Quick Summary

  • What it is: A disavow file is a plain-text file you submit in Google Search Console telling Google to ignore specific backlinks when evaluating your site.
  • When to use: After buying an aged domain, if you find toxic, spammy, or manipulative links in your backlink profile that you can’t remove by contacting the site.
  • When not to use: Don’t disavow good or neutral links. Only use for links that look harmful and that you’ve already tried to remove (or can’t remove).
  • How it works: One URL or domain per line in the file; upload the file in Search Console under “Disavow links.”
  • Best practice: Audit first, remove what you can, then disavow the rest. Re-audit periodically after buying aged domains.

Disavow File: When and How to Use It

Google’s Disavow Tool lets you submit a file listing URLs or domains you want Google to ignore when assessing your backlinks. For aged domains with messy link histories, it’s a way to distance your site from toxic or spammy links you can’t get removed.

When to Use a Disavow File

Consider disavowing when:

  • You bought an aged domain and the previous backlink profile includes spam, link farms, or clearly manipulative links.
  • You’ve done a domain vetting or spam/toxicity check and found links that could cause a penalty or hold back rankings.
  • You can’t get links removed by contacting site owners (site dead, no response, or you don’t control the linking site).
  • Google has sent a manual action related to backlinks and you’ve removed what you can; the disavow file is used as part of a reconsideration request.

When not to use: Don’t disavow healthy or neutral links. Disavowing good links doesn’t help and can reduce the benefit of those links. Only disavow links you reasonably believe are harmful.

Before building a disavow file:

  • Use Ahrefs, SEMrush, or similar tools to export your backlinks and review linking domains and pages.
  • Flag domains that are clearly spam (e.g. link farms, adult, gambling, irrelevant niches, heavy exact-match anchors).
  • Check spam score and other toxicity metrics if your tool provides them.
  • Look for patterns: many links from the same low-quality network, unnatural anchor text, or links from penalized or deindexed sites.

When you buy an aged domain, run this audit early and plan to remove or disavow bad links before investing heavily in the site.

How to Create and Submit a Disavow File

  1. Format: Plain text (.txt), one URL or domain per line.
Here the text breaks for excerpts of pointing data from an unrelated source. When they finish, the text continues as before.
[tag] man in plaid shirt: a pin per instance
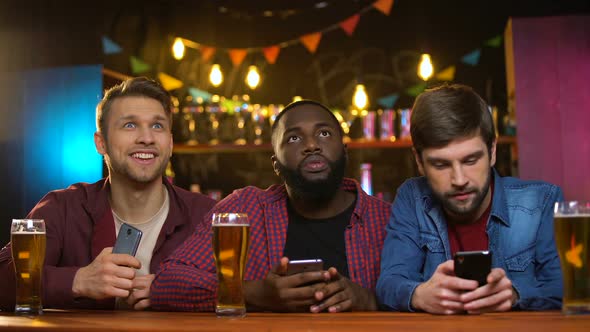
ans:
(316, 213)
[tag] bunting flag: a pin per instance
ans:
(237, 55)
(472, 58)
(109, 46)
(383, 6)
(494, 42)
(388, 101)
(447, 74)
(416, 89)
(138, 66)
(168, 82)
(197, 93)
(349, 25)
(206, 53)
(311, 41)
(271, 53)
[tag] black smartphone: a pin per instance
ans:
(127, 240)
(305, 265)
(473, 265)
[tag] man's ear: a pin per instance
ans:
(418, 158)
(99, 143)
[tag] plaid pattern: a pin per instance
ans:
(187, 280)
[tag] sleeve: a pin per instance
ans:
(402, 257)
(187, 280)
(546, 293)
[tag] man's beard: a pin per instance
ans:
(465, 212)
(316, 191)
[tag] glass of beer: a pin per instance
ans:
(27, 238)
(572, 236)
(230, 248)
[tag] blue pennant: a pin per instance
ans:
(109, 46)
(472, 58)
(388, 101)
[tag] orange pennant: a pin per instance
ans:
(237, 55)
(349, 24)
(271, 53)
(383, 6)
(206, 53)
(311, 41)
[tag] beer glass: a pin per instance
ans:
(230, 248)
(27, 238)
(572, 236)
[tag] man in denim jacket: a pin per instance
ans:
(462, 204)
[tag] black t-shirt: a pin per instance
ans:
(318, 238)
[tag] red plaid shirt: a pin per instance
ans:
(187, 279)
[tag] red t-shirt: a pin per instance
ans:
(470, 237)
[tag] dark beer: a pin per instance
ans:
(572, 236)
(28, 252)
(230, 247)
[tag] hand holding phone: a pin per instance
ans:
(127, 240)
(473, 265)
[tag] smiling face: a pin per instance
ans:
(139, 140)
(459, 175)
(309, 154)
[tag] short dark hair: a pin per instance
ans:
(134, 87)
(448, 112)
(300, 103)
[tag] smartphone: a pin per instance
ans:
(473, 265)
(127, 240)
(305, 265)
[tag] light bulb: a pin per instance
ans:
(216, 77)
(425, 68)
(178, 49)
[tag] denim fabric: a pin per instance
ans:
(520, 232)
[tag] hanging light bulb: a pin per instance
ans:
(216, 76)
(253, 77)
(360, 99)
(178, 49)
(425, 68)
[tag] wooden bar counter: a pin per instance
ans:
(56, 320)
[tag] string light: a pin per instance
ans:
(425, 68)
(253, 77)
(178, 49)
(216, 76)
(360, 99)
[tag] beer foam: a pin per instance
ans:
(28, 233)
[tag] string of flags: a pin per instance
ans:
(311, 42)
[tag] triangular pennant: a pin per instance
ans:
(494, 42)
(383, 6)
(388, 101)
(472, 58)
(237, 55)
(168, 82)
(311, 41)
(197, 93)
(109, 46)
(271, 53)
(447, 74)
(416, 89)
(206, 53)
(138, 66)
(349, 24)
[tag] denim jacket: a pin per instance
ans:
(520, 232)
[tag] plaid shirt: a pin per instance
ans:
(187, 280)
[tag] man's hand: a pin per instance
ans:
(341, 294)
(496, 295)
(442, 293)
(109, 275)
(277, 292)
(139, 299)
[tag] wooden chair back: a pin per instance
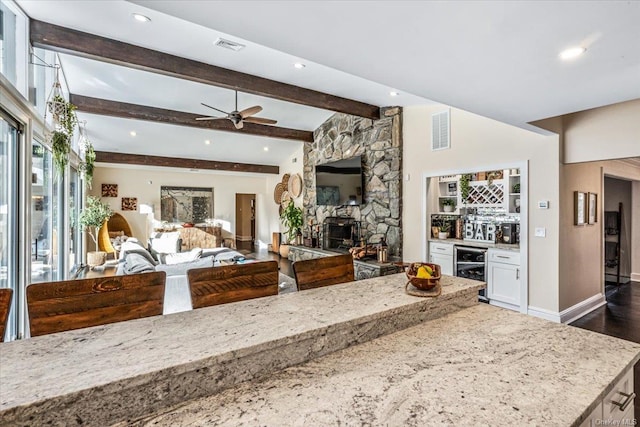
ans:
(74, 304)
(231, 283)
(5, 307)
(319, 272)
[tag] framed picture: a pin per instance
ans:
(579, 208)
(129, 203)
(109, 190)
(593, 208)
Use domain:example.com to disavow all links from that domain, or full URLs to disavow specific links.
  2. Example:
    domain:spammysite.net
    https://anothersite.com/bad-page
  3. Upload: In Google Search Console, select the property (your site), go to “Disavow links,” and upload the file. Google will process it; there’s no instant “on/off” for individual links.

Google’s official guidance is to only disavow when you have a good reason (e.g. toxic links you can’t remove). They also recommend trying to remove links by contacting webmasters before disavowing.

Disavow File After Buying an Aged Domain

For aged domains, a typical workflow is:

  1. Audit the backlink profile and identify toxic or risky links.
  2. Where possible, request removal (e.g. contact the site or use “no longer available” / 404 if you control the target URL).
  3. Build a disavow file for links you can’t remove and that you consider harmful.
  4. Submit the disavow file in Search Console for the domain.
  5. Re-check the profile periodically; new bad links can appear (e.g. negative SEO), so you may need to update and resubmit the disavow file.
Tip: Keep a copy of your disavow file and document why you added each entry. If you need to submit a reconsideration request later, you can show you’ve identified and disavowed problematic links. Don’t disavow your entire backlink profile—only the links that are clearly toxic or manipulative.